Taxing Times: Congress Considers Ending Double Trouble for Crypto Stakers đŸ€‘

Let me start by saying, nothing says “fun weekend activity” like wrestling with the IRS over crypto staking. Washington, ever the party animal, is now fixated on whether your digital assets should be taxed twice-once for existing and once for
 existing better? Lawmakers, in their infinite wisdom, have decided this might discourage people from doing blockchain things, which is wild because I’ve seen people pay $5 for a latte and not bat an eye. But hey, let’s prioritize network security over basic math.

Lawmakers Press IRS Ahead of 2026

Eighteen bipartisan House members, led by Rep. Mike Carey (because nothing says “unity” like 18 people agreeing taxes are confusing), wrote a letter to the IRS begging them to fix staking rules before 2026. Their logic? Taxing rewards only when you sell them would “better capture actual economic gain.” Translation: Stop making people pay taxes on gains that exist only in the ether of market whims. They also warned that current rules might discourage staking-oh no, what if people stop securing blockchains? The chaos! Next thing you know, we’ll be printing money on toilet paper.
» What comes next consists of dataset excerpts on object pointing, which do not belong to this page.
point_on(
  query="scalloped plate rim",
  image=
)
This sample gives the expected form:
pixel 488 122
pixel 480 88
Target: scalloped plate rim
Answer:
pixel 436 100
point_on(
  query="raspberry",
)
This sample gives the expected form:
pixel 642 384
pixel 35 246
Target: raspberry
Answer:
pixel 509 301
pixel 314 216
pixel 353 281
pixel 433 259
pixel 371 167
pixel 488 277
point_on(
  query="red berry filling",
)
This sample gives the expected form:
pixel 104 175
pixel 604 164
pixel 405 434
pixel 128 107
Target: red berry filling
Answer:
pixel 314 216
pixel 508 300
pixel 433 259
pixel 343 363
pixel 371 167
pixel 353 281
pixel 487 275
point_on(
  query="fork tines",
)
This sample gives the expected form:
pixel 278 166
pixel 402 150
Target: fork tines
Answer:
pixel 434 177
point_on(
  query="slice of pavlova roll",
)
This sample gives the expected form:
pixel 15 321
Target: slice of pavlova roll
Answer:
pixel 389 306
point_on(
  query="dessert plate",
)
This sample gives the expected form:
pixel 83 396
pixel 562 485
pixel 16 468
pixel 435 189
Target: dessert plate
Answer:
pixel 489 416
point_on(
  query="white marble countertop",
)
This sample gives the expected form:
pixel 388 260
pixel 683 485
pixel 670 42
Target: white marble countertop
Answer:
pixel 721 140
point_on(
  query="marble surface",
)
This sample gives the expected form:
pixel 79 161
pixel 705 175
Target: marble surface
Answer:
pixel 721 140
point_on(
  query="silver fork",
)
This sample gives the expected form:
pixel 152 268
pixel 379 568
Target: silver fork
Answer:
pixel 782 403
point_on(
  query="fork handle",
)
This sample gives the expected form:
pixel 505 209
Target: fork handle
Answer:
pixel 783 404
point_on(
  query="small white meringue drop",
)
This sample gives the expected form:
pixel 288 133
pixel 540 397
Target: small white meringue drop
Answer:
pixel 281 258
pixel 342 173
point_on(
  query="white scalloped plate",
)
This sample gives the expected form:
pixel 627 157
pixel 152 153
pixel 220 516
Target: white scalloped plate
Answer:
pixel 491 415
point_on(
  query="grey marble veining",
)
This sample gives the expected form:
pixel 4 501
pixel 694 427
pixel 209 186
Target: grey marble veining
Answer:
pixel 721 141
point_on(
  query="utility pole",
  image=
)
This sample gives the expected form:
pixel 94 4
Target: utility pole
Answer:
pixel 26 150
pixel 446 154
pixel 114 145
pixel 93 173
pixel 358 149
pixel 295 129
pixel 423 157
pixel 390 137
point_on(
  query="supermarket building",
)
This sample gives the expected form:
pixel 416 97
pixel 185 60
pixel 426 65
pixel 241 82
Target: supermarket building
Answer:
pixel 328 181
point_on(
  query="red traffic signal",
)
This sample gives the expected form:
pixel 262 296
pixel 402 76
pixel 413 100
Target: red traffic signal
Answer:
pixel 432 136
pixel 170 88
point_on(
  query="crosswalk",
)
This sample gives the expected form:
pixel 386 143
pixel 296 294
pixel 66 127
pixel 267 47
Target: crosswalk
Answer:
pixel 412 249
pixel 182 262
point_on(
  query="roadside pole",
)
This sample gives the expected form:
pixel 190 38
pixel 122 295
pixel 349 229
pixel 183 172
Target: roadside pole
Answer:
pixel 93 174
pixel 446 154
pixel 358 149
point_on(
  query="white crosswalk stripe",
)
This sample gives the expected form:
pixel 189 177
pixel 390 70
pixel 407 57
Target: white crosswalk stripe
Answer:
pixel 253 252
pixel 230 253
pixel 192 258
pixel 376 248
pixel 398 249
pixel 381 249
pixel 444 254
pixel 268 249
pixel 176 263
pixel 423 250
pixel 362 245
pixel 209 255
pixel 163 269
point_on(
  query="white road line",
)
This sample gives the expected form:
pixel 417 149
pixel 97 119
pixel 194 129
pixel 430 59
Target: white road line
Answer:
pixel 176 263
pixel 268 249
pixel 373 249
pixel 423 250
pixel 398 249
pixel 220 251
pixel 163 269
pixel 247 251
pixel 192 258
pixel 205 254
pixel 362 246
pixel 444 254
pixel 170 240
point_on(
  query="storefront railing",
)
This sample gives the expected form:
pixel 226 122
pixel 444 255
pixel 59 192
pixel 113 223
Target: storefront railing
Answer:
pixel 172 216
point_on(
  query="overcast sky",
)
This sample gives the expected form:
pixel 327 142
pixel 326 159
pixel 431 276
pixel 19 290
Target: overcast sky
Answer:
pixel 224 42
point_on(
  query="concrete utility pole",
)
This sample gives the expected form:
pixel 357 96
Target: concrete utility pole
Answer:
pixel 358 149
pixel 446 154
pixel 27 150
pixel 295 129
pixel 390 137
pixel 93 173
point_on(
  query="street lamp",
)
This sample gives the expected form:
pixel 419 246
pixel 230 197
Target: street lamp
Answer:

The timing? Deliberate, they say. Like a well-timed dad joke, they want clarity before 2026’s tax provisions expire. Otherwise, we might end up with court rulings so absurd they’ll make “I Owe You $20” look like a masterclass in fiscal responsibility.

The PARITY Act and Broader Crypto Tax Reform

Enter Reps. Horsford and Miller, who’ve drafted the Digital Asset PARITY Act-a proposal so bold, it suggests taxing small stablecoin transactions like we do foreign currency exchanges. Genius! Because nothing says “financial clarity” like treating a $0.50 gain like it’s a minor inconvenience, not a taxable event. The bill also lets stakers defer income for five years, which is either a kindness or a bureaucratic loophole depending on how you feel about the word “defer.”

Supporters claim this is “interim relief,” which makes me think of a temporary fix for a leaky faucet that somehow lasts 20 years. The bill also extends wash-sale rules to crypto-because nothing says “investor protection” like making sure you don’t lose money twice on the same asset. It’s like the IRS finally got a sense of humor.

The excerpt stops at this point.